COX-2 inhibitors (coxibs), initially developed as anti-inflammatory drugs with the potential of lesser gastric toxicity because of the spared production of gastro-protective prostaglandins, have recently become the focus of a fierce debate in the medical literature because of their reported adverse effects on the incidence of myocardial infarction and death, likely because of an increased incidence of thrombosis [49, 50, 98, 127]. This is at best interpreted at the moment as due to the inhibitory effects of coxibs on vascular prostacyclin, the production of which, under conditions of shear stress occurring on the inner vessel surface, is mostly due to COX-2 [44]. On the other hand, omega-3 FA, now extensively used in cardiovascular medicine for decades, appear to be remarkably safe [125]. Can we reconcile the notion that the inhibitory effect of omega-3 FA on vascular COX-2 gene expression is not detrimental? Although it may be that the balance of favorable and detrimental effects of omega-3 FA is leaning towards the former, several differences among classical non-steroidal anti-inflammatory drugs, coxibs, and omega-3 FA have to be highlighted (Table 1).
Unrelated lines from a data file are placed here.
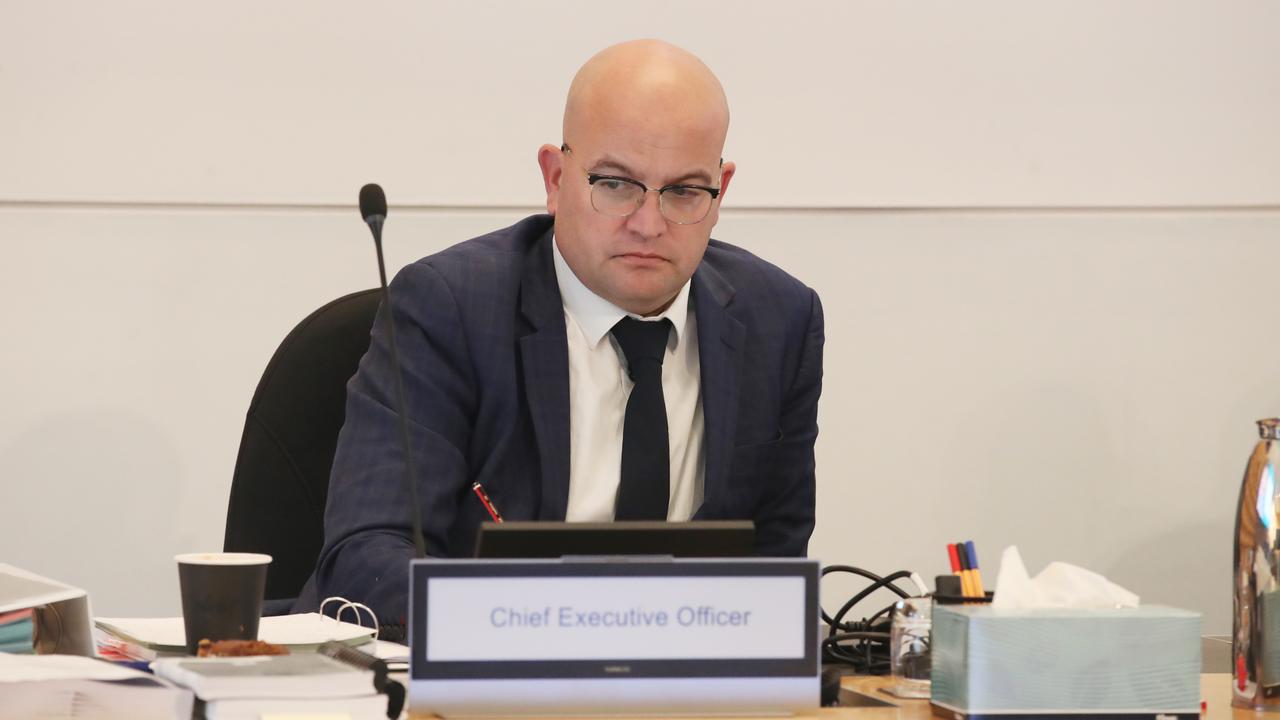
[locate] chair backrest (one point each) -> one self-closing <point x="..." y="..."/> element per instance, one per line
<point x="291" y="431"/>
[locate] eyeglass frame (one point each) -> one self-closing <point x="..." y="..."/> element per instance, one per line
<point x="592" y="178"/>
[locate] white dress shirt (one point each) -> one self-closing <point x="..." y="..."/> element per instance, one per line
<point x="598" y="392"/>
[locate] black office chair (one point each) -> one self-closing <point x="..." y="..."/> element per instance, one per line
<point x="291" y="431"/>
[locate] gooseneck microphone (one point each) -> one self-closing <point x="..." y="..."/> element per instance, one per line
<point x="373" y="208"/>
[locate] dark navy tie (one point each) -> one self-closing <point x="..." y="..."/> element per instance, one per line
<point x="645" y="484"/>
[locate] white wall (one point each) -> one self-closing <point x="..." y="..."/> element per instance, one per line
<point x="1045" y="236"/>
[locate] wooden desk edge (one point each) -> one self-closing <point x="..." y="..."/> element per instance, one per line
<point x="1215" y="689"/>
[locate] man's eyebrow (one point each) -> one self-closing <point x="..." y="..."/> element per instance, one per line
<point x="609" y="163"/>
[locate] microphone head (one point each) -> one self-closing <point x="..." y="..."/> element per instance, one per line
<point x="373" y="201"/>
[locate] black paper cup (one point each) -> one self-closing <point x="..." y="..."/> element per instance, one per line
<point x="222" y="595"/>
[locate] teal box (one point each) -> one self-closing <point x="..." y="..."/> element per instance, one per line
<point x="1141" y="661"/>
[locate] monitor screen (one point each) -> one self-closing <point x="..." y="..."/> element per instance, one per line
<point x="696" y="538"/>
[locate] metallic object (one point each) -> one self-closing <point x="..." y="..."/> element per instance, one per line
<point x="1256" y="629"/>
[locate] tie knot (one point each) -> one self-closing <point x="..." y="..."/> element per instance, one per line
<point x="643" y="342"/>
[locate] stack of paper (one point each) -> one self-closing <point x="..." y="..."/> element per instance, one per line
<point x="149" y="638"/>
<point x="64" y="686"/>
<point x="292" y="684"/>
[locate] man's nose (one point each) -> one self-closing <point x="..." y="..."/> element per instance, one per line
<point x="648" y="220"/>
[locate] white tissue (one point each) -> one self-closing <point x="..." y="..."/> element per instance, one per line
<point x="1060" y="584"/>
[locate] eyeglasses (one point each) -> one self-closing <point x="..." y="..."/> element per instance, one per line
<point x="618" y="196"/>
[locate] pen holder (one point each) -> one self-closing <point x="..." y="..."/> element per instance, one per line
<point x="941" y="598"/>
<point x="949" y="592"/>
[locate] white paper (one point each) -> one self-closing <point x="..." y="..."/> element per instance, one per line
<point x="21" y="589"/>
<point x="292" y="630"/>
<point x="1060" y="584"/>
<point x="32" y="668"/>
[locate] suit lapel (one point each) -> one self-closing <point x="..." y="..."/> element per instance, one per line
<point x="544" y="359"/>
<point x="720" y="358"/>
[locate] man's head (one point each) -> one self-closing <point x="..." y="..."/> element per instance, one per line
<point x="647" y="112"/>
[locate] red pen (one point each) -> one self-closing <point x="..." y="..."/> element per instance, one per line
<point x="488" y="504"/>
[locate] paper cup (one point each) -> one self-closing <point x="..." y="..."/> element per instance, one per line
<point x="222" y="595"/>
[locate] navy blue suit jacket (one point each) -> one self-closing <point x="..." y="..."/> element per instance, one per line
<point x="481" y="337"/>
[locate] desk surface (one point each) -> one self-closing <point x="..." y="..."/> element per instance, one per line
<point x="1215" y="689"/>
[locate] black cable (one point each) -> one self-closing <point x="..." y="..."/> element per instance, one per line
<point x="863" y="645"/>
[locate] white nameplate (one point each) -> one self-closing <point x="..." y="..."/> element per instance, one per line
<point x="536" y="637"/>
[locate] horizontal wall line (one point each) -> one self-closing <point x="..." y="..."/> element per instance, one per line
<point x="730" y="210"/>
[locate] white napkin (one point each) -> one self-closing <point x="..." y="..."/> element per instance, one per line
<point x="1060" y="584"/>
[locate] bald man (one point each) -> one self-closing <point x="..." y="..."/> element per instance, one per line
<point x="606" y="360"/>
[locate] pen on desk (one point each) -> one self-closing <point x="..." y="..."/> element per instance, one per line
<point x="488" y="504"/>
<point x="955" y="565"/>
<point x="965" y="572"/>
<point x="977" y="574"/>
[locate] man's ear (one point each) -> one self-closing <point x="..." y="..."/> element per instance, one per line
<point x="727" y="171"/>
<point x="551" y="159"/>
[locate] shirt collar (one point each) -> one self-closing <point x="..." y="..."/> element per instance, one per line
<point x="597" y="315"/>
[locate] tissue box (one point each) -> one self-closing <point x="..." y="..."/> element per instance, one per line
<point x="1004" y="664"/>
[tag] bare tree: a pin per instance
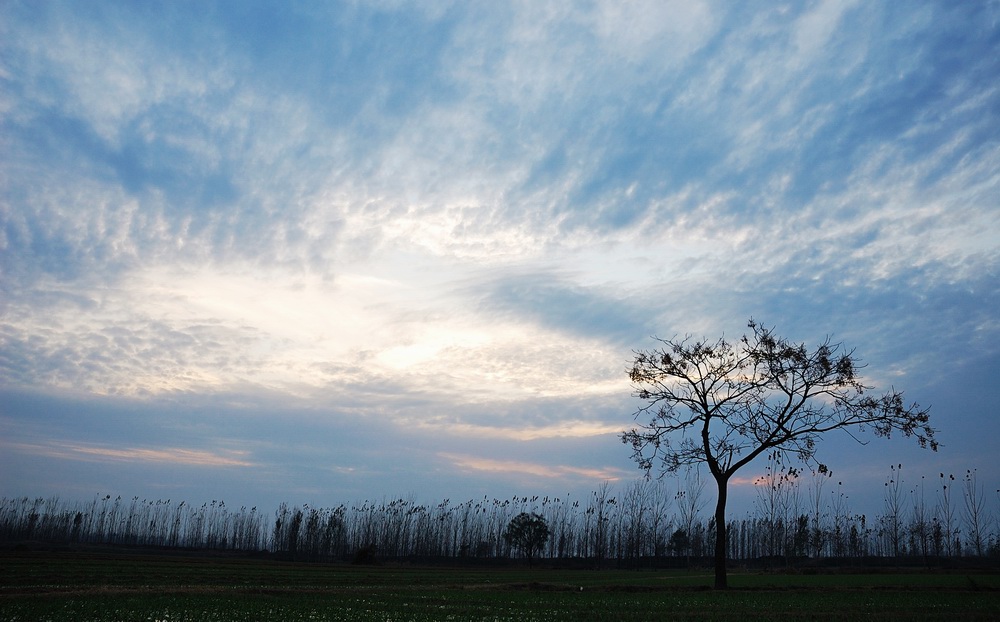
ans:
(731, 402)
(527, 533)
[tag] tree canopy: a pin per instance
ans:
(722, 404)
(527, 533)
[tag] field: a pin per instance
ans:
(91, 586)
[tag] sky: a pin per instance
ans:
(318, 252)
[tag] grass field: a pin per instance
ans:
(78, 586)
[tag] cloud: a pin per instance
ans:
(172, 455)
(534, 469)
(464, 217)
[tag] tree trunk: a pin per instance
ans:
(721, 581)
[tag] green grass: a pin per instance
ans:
(74, 586)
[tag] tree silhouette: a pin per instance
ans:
(527, 533)
(731, 402)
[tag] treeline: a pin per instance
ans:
(795, 515)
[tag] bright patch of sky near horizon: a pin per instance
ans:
(354, 249)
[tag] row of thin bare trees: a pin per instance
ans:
(795, 515)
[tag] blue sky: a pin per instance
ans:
(319, 252)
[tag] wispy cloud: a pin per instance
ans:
(465, 216)
(171, 455)
(543, 470)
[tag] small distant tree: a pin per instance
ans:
(527, 533)
(731, 402)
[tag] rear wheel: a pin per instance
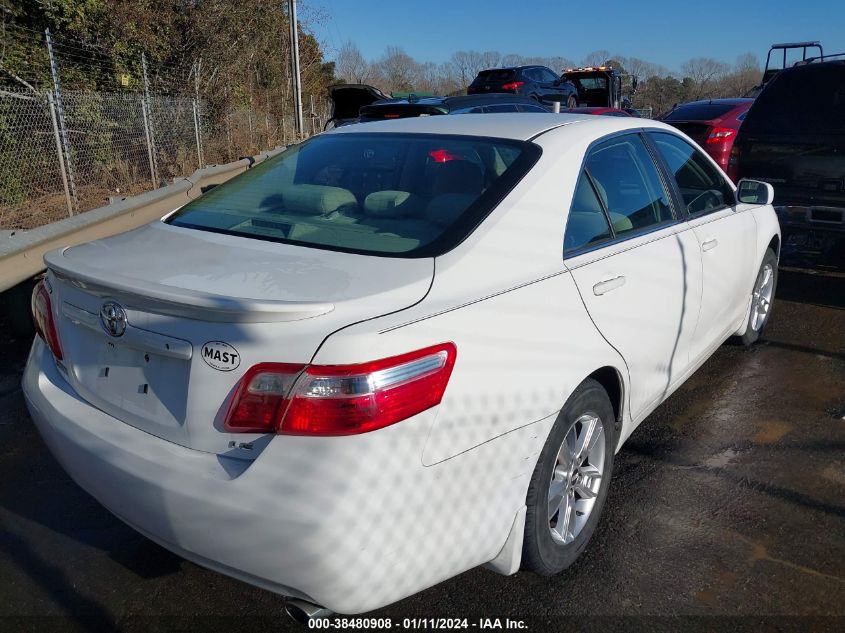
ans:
(570, 482)
(761, 298)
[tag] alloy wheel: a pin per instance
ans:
(576, 478)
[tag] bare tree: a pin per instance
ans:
(399, 70)
(704, 73)
(512, 59)
(490, 59)
(745, 75)
(559, 64)
(467, 65)
(351, 65)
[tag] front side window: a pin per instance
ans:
(628, 182)
(702, 187)
(411, 195)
Table 1 Peculiarities in the anti-inflammatory anti-thrombotic effects of omega-3 FA compared with other widely available anti-inflammatory and anti-thrombotic drugs

First, one has to appreciate that, compared to coxibs, omega-3 FA also exert some inhibition of platelet TX production, likely mostly due to the fact that EPA is a worse substrate for platelet COX than arachidonic acid, and DHA is a true false substrate [29, 42, 48]. In addition, any potential TXA3, arising from EPA metabolization, is practically inactive as a platelet activator [29, 42]. Although the effects of omega-3 FA on reducing platelet TX production are clearly of much lesser magnitude than the near complete inhibition occurring with aspirin, they compare favorably with the unaltered TX production occurring under treatment with coxibs.

Second, the effect of omega-3 FA on prostaeyclin production is far away from the near-complete inhibition occurring with coxibs, high-dose aspirin and classical non-steroidal anti-inflammatory drugs. Capacity of prostacyclin production from vessel wall fragments obtained at surgery from patients treated long-term with omega-3 FA supplementation actually showed increased production [34], contrary to the inhibition repeatedly observed in studies on cultured cells [118].
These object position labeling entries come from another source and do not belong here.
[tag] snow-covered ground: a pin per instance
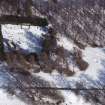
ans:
(6, 99)
(26, 37)
(29, 39)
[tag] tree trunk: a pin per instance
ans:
(1, 45)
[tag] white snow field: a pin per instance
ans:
(26, 37)
(6, 99)
(90, 77)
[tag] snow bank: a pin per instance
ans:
(27, 38)
(6, 99)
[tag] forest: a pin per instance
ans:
(52, 52)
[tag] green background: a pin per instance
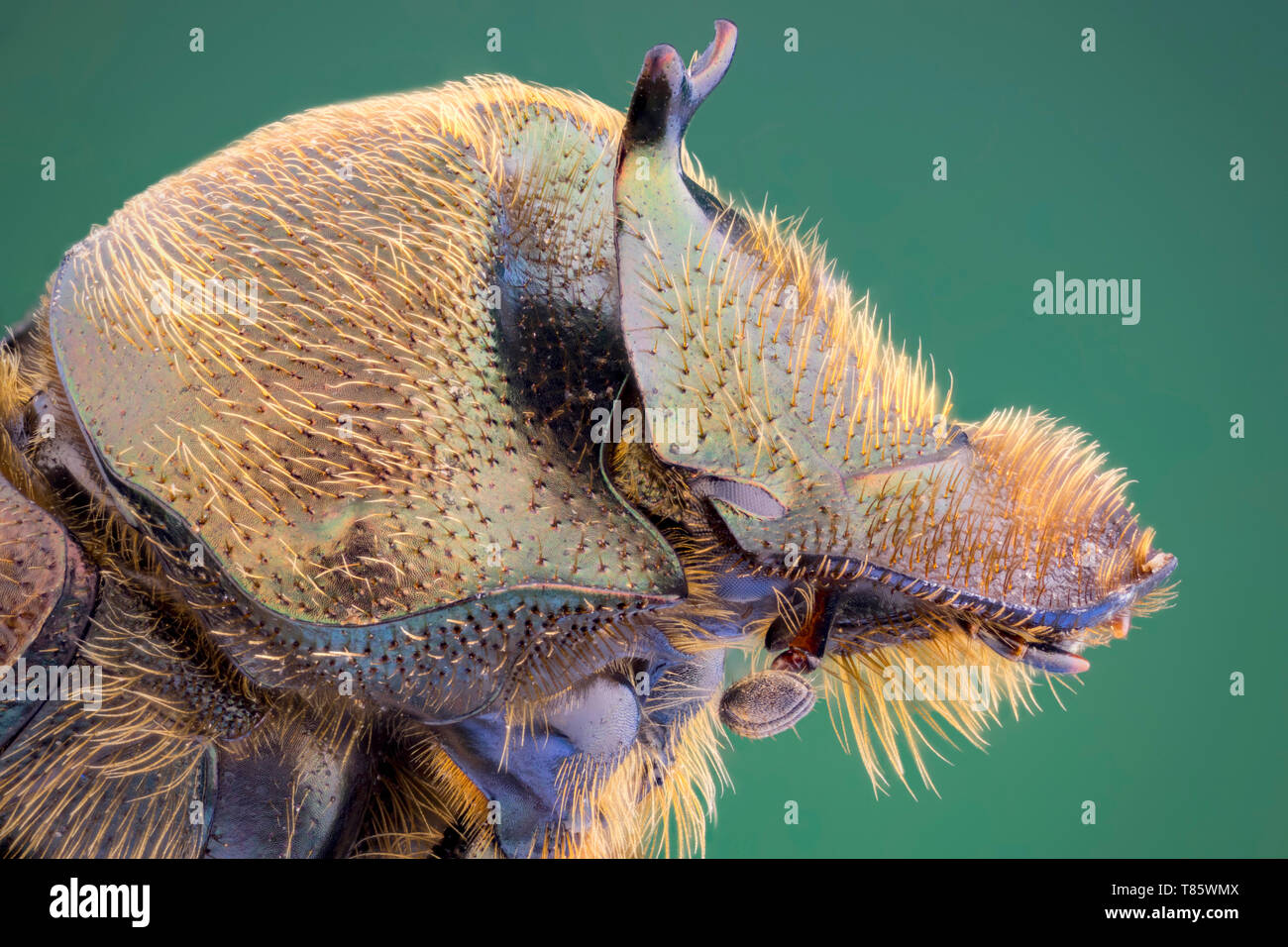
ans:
(1113, 163)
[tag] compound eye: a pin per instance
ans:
(745, 497)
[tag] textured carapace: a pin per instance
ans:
(307, 450)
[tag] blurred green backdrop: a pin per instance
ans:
(1107, 163)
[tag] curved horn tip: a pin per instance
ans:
(709, 67)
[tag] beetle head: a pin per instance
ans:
(825, 454)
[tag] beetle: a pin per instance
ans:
(407, 471)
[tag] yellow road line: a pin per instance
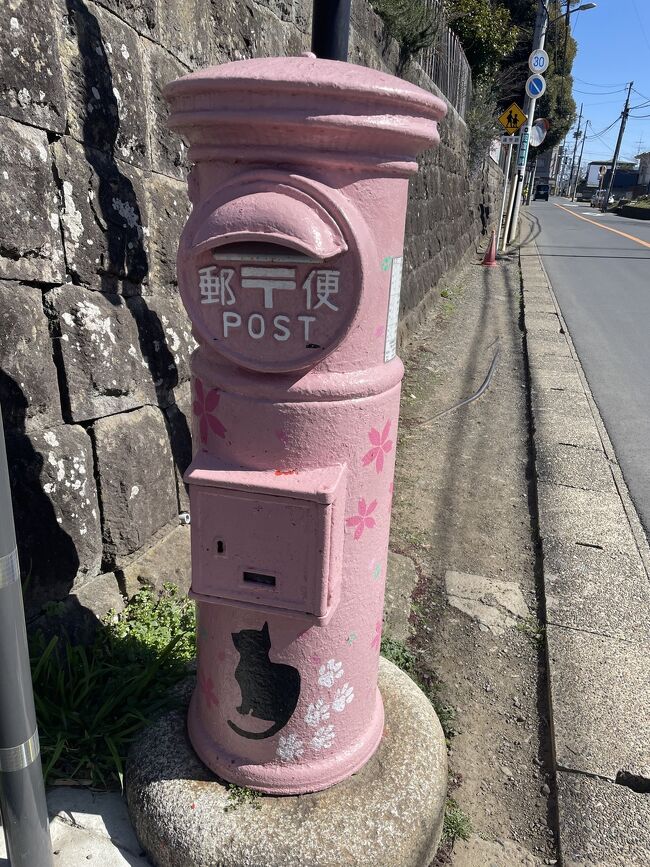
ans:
(608, 228)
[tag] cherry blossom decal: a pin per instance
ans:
(317, 713)
(343, 697)
(363, 520)
(381, 445)
(324, 738)
(204, 407)
(289, 748)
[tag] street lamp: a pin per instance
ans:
(539, 36)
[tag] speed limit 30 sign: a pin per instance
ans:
(538, 61)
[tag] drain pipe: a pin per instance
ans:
(22, 792)
(330, 29)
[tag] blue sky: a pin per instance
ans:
(613, 49)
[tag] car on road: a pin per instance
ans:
(598, 198)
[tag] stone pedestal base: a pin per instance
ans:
(389, 814)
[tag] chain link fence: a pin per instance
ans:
(445, 63)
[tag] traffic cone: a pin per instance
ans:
(490, 258)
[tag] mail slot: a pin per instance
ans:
(262, 539)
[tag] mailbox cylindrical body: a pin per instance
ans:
(290, 269)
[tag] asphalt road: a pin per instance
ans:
(602, 282)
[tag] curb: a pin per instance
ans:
(596, 563)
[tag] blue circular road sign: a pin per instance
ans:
(536, 86)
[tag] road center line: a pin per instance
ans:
(600, 226)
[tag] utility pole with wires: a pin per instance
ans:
(575, 150)
(582, 150)
(619, 140)
(539, 37)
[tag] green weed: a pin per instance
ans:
(456, 824)
(531, 627)
(240, 796)
(91, 702)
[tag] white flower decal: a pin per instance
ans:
(317, 713)
(324, 738)
(330, 672)
(343, 696)
(289, 748)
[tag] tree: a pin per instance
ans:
(486, 33)
(557, 105)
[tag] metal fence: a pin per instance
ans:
(445, 63)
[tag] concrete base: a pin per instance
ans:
(389, 814)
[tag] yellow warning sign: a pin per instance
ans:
(512, 119)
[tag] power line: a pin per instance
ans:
(645, 35)
(603, 131)
(599, 92)
(621, 85)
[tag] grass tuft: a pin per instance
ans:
(456, 824)
(92, 702)
(241, 796)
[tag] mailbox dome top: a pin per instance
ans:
(281, 75)
(301, 109)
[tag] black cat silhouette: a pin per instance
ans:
(269, 690)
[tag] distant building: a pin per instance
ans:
(644, 170)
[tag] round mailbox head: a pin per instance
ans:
(267, 276)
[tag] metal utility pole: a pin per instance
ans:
(330, 29)
(582, 150)
(619, 141)
(575, 149)
(22, 793)
(539, 38)
(501, 242)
Third, omega-3 FA are unique, among the drugs here being discussed, in interfering with the production and/or activity of leukotrienes [82], recently emerged as potential important pathogenetic actors in atherosclerosis, most likely through the chemoattractive properties of leukotriene B4 [38].

Last but not least, omega-3 FA, acting in these pathways at the level of gene expression more than at the level of enzyme inhibition, have a much wider range of activity on pro-atherogenic, pro-inflammatory mediators than the allegedly “magic bullets” represented by all the other drugs here being discussed. It is likely that this gentle nudging of production of mediators, intracellular signaling pathways and gene expression towards a phenotype of better quenched reactivity against environmental stimuli will prove as the best comprehensive strategy today available to fight against cardiovascular disease.

Conclusions

From the examples given above, an appropriate nutritional intervention, such as increasing the nutritional intake of omega-3 FA, either through the diet or through pharmacological supplements, can be seen as a refined way to intervene in restoring appropriate biological responses to quantitatively or qualitatively inappropriate environmental challenges, as much as wrong dietary habits can lead to disease by acting, in the wrong way, on the same fine biological mechanisms. The notion that biological processes, such as the gene expression of pro-atherogenic pro-inflammatory genes, can be finely tuned down by nutritional interventions such as omega-3 FA, may have far-reaching consequences at a time dominated by the occasionally unwise quest for more and more “intelligent” bullets for more-and-more selective targets in biological systems too often too complex for our ability to fully anticipate the ultimate results of their complete ablation.